JUBA, Jan. 28, (Xinhua/GNA) – South Sudan’s President Salva Kiir has said that politicians are behind the wave of inter-communal violence that has led to hundreds of deaths in revenge killings since the youngest nation won independence in 2011.
“Youth are being used for these non-social things, if there are politicians who want to fight tell them to go to war with any tribe they want to fight with but don’t accept to be influenced by politicians,” Kiir told delegates from Jonglei and Pibor Administrative Area on Wednesday during the closure of a three-day peace conference in Juba.

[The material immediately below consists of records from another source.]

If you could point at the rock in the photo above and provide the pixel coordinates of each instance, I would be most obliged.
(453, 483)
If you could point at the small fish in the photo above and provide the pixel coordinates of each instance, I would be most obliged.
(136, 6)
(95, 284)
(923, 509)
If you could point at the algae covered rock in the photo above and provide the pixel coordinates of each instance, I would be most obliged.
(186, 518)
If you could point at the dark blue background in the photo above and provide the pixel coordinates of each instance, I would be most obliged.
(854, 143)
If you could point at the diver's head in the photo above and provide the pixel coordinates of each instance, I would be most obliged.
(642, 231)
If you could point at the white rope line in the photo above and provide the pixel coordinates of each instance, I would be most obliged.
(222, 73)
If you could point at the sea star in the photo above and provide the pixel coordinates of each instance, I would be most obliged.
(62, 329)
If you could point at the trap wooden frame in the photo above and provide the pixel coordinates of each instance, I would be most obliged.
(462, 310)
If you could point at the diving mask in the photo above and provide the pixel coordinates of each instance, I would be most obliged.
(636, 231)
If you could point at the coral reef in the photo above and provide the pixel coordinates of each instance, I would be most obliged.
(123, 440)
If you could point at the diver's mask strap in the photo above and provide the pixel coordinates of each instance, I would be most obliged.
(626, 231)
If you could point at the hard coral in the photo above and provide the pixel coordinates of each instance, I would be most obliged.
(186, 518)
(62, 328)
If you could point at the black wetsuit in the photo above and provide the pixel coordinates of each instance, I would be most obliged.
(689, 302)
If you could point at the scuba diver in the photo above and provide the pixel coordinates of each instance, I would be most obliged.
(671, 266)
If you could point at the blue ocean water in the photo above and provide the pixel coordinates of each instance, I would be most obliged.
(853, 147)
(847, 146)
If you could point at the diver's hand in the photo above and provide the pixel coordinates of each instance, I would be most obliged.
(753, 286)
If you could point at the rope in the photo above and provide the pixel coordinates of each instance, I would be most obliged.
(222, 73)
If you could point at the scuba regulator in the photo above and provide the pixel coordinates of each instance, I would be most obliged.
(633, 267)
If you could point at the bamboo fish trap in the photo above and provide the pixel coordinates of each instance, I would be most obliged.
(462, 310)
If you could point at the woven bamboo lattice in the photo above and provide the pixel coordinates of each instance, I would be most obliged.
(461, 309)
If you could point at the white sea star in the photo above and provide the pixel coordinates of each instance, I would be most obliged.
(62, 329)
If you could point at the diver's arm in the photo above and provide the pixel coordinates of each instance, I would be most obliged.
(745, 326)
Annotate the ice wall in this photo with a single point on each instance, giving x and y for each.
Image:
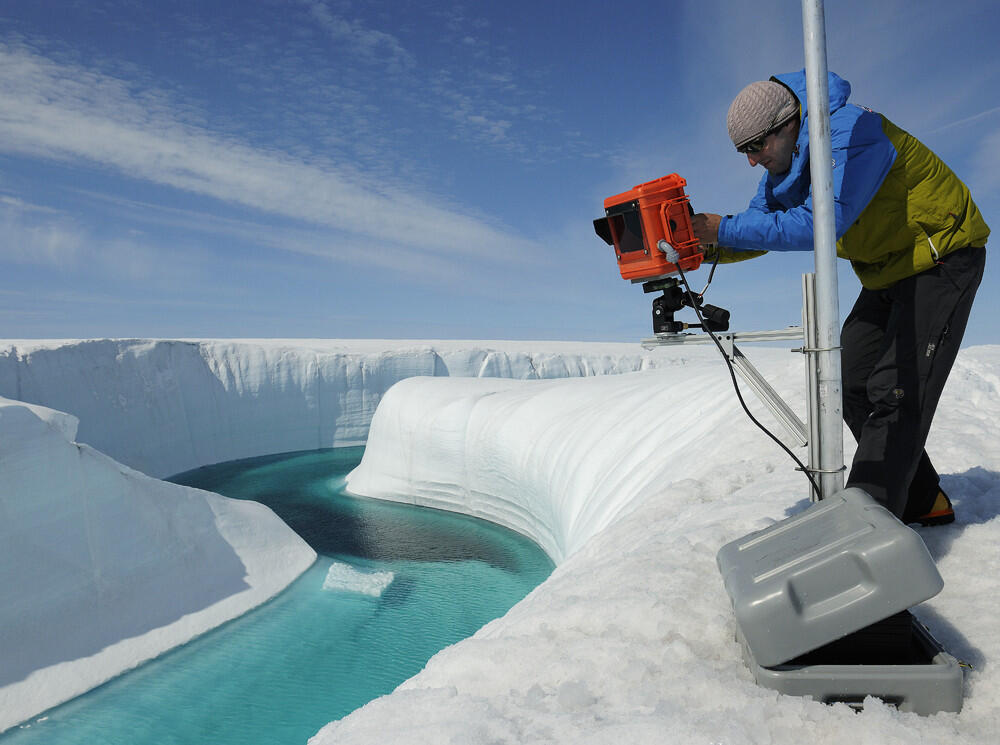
(102, 567)
(164, 407)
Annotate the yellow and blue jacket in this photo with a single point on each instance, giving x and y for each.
(898, 207)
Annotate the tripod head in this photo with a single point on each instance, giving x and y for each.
(674, 298)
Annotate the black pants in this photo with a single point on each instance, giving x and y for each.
(898, 347)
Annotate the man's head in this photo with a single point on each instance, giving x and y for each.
(763, 123)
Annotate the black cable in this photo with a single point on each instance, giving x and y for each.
(736, 385)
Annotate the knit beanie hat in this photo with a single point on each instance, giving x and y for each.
(758, 109)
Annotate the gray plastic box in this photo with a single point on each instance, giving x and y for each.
(844, 565)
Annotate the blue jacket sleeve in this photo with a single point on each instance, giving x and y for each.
(862, 156)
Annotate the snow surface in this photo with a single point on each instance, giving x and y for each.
(102, 568)
(631, 482)
(163, 407)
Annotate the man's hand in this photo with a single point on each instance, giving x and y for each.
(706, 228)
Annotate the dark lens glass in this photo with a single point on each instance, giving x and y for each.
(754, 146)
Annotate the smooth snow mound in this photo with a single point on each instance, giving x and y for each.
(345, 578)
(634, 483)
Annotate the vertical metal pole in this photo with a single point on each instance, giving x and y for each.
(825, 247)
(810, 341)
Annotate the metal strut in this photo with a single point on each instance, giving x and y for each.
(747, 372)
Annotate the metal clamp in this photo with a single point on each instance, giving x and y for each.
(822, 470)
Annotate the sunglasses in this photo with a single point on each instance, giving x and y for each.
(755, 146)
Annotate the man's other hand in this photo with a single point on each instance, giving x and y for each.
(706, 227)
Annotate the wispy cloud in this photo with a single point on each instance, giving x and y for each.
(371, 44)
(68, 113)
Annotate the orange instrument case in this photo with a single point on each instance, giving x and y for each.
(637, 220)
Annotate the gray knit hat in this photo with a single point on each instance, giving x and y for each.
(758, 109)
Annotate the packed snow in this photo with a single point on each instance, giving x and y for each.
(102, 568)
(163, 407)
(630, 482)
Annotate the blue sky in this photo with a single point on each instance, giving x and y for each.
(328, 168)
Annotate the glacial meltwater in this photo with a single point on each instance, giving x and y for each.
(393, 585)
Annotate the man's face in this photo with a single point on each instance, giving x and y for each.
(779, 146)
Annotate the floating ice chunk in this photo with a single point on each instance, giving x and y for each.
(345, 578)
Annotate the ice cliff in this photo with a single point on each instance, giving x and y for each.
(101, 566)
(163, 407)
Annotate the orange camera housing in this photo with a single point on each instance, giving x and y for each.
(637, 220)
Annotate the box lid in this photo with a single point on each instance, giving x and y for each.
(841, 565)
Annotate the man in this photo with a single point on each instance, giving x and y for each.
(915, 239)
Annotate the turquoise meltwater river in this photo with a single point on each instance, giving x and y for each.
(393, 585)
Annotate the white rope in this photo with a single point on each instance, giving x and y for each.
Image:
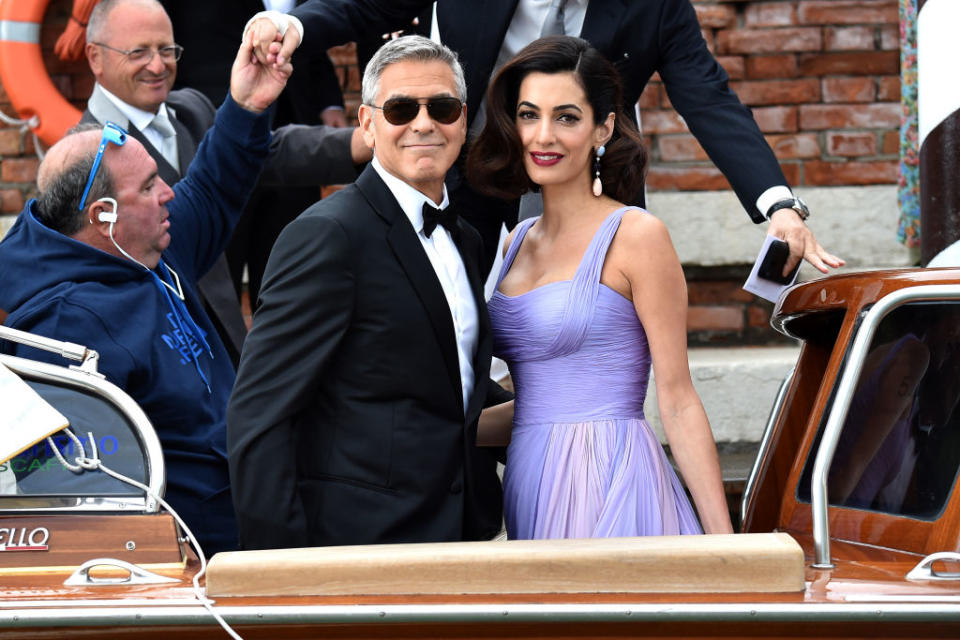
(85, 463)
(30, 124)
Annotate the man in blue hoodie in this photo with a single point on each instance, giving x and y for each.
(108, 256)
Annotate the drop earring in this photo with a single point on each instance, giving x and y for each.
(597, 185)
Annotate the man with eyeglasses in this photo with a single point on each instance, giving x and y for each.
(133, 56)
(641, 38)
(108, 255)
(354, 416)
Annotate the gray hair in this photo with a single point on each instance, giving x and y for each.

The peace conference came in the wake of violence that broke out on May 16 last year involving Dinka, Nuer and Murle communities that led to hundreds of deaths, leaving thousands displaced and children and women abducted.
The conference, which started on Monday, sought to find sustainable solutions to end the recurring cycle of violence involving these communities over the past years.
“Don’t allow yourselves (youth) to be used like firewood,” Kiir said. “I have seen now the politicians are playing with your lives, and that is why I am telling you that if the politicians want to fight, let them go and fight and you remain with your parents.” “We don’t want war again. We got our independence with difficulties,” he said.
Last year, the UN Mission in South Sudan (UNMISS) warned that delays in the appointment of state and county governments were to blame for the rise in communal violence due to the power vacuum created at the local levels.
In June 2020, Kiir and First Vice President Riek Machar ended their longstanding disagreement on sharing the number of states, paving the way for the appointment of state governors and their deputies, as stipulated in the 2018 revitalized peace deal they signed in Ethiopia.
However, the parties are yet to fully constitute state and county governments amid continuous sporadic violence among communities in far-flung areas outside the capital.
Also on Wednesday, Kiir promised to amicably settle longstanding border disputes with neighboring countries like Kenya, Uganda, the Central African Republic and the Democratic Republic of Congo.